This morning with the help of my ranch hand, Francisco, and my long suffering wife, Trudy, I loaded seven calves into the cattle trailer. They were big enough and ready to head off. I might have known something was awry, when the loading turned out to be easy, really too easy. It went without a single calf bolting or hitch in the procedure of any kind. It was almost as if the calves hurried into the trailer in order to take their morning ride.
On arriving at the auction barn in Fredericksburg, I immediately became suspicious when no line of trucks with trailers existed waiting to unload their stock. It was then that I spotted a small but all too informative sign posted in the window of the auction house- “No sales on July 2 or 3”.
Silly me, I had failed to remember the auction barn closes on holidays such as Thanksgiving, Christmas, and New Years. It had never occurred to me that it would close for sales during the week of the 4th of July. Isn’t anyone going to eat steaks, hamburgers, or beef ribs, I fumed. Regrettably I was forced to point the nose of “the Old Goat”, my gas guzzling V-10 1999 Dodge pickup, homeward for the return trip.
I don’t think “cow” very well, but I would like to believe the calves enjoyed their outing. I know the ride along dogs enjoyed it, as Bella and Jack gave me numerous wet and raspy licks both on the way into town and on the way back to the ranch. With my face thoroughly washed and abraded, I unloaded the calves into the front pasture. They trundled out, looked blankly around, then kicked up their heels, and ran straight in the direction of the herd.

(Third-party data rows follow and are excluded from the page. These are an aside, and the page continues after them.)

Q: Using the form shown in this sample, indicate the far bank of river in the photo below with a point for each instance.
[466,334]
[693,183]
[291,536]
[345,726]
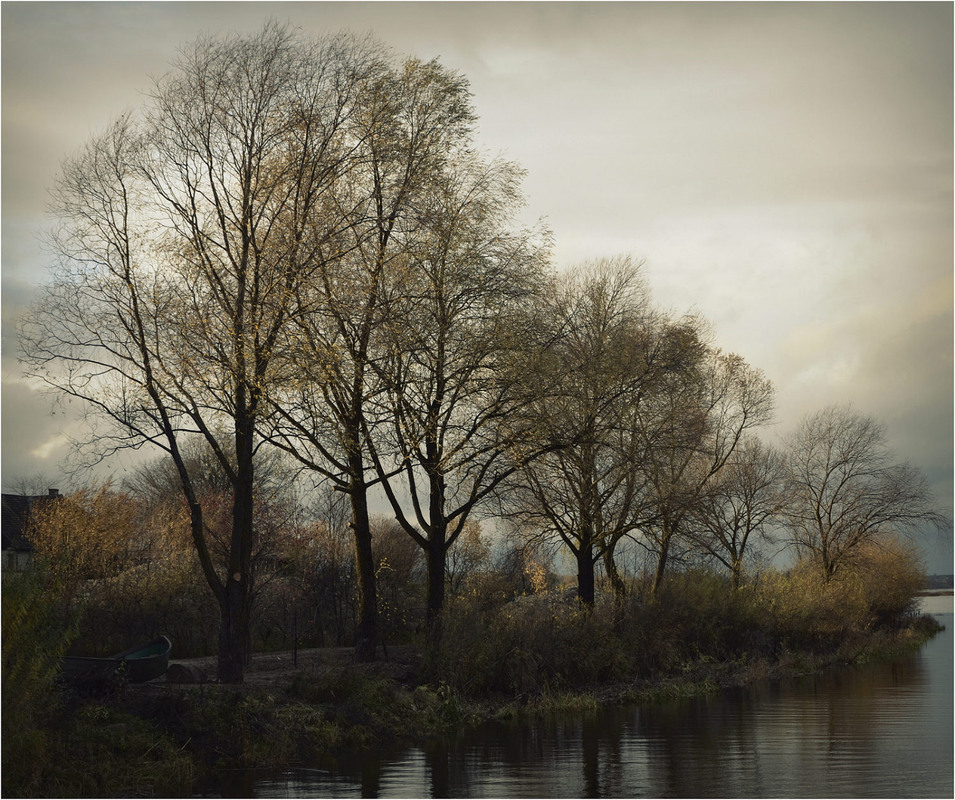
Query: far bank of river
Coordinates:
[881,730]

They appeared no worse for wear and had experienced a remarkably cool ride into town for a July morning in Texas.
My error today was certainly not my most painful as a rancher. For instance it does not compare to when I was pitched from a horse and broke my arm and jammed my neck, or in a second instance when i blew out a disc in my back trying to man-haul a stump out of the creek bed after a flood (in my defense, my tractor was broken and what else could I do?).
Now those two mistakes hurt! Mind you, I never in 30 years got injured swinging a reflex hammer at someone’s knee as a neurologist. Since retiring and becoming a rancher I have broken two bones, torn ligaments, blown out my back, and worst of all suffered numerous instances of major loss of face.
It’s also not the most foolish ranching mistake I have committed. Several candidates for this dishonor readily come to mind. Expanding my herd prior to the onset of a major drought might come in at most expensive. I never would have guessed that hay could get that expensive. Personally, I rather like the time when I determined to paint one of my pipe cattle guards red and black in honor of my undergraduate Alma Mater, Texas Tech University. I thought it would look nice and thought just maybe the cows would enjoy it too.
Trudy, despite otherwise having good sense and having utterly failed to talk me out of this folly, got down on her hands and knees and helped me complete the goofy project. I do recall her muttering under her breath most of the time it took to complete. Trudy, I think this would fall under the clause in the marriage contract, “For Better Or Worse”. You’ve got to admit, our marriage hasn’t been dull!
Looking back on it, I’ve made plenty of ranching mistakes. Perhaps it’s inevitable having been a “city boy” most of my life and having lived rural ranch life only for the last 12 years. But that’s the fun of it. I have learned more from my all too frequent mistakes than from the ranch books I have read or the Ranch Day Programs I have attended. It has been fun. Besides as Trudy and I say to one another if taking life too seriously, “No one is going to die from this.” In my previous life, I certainly could never say that.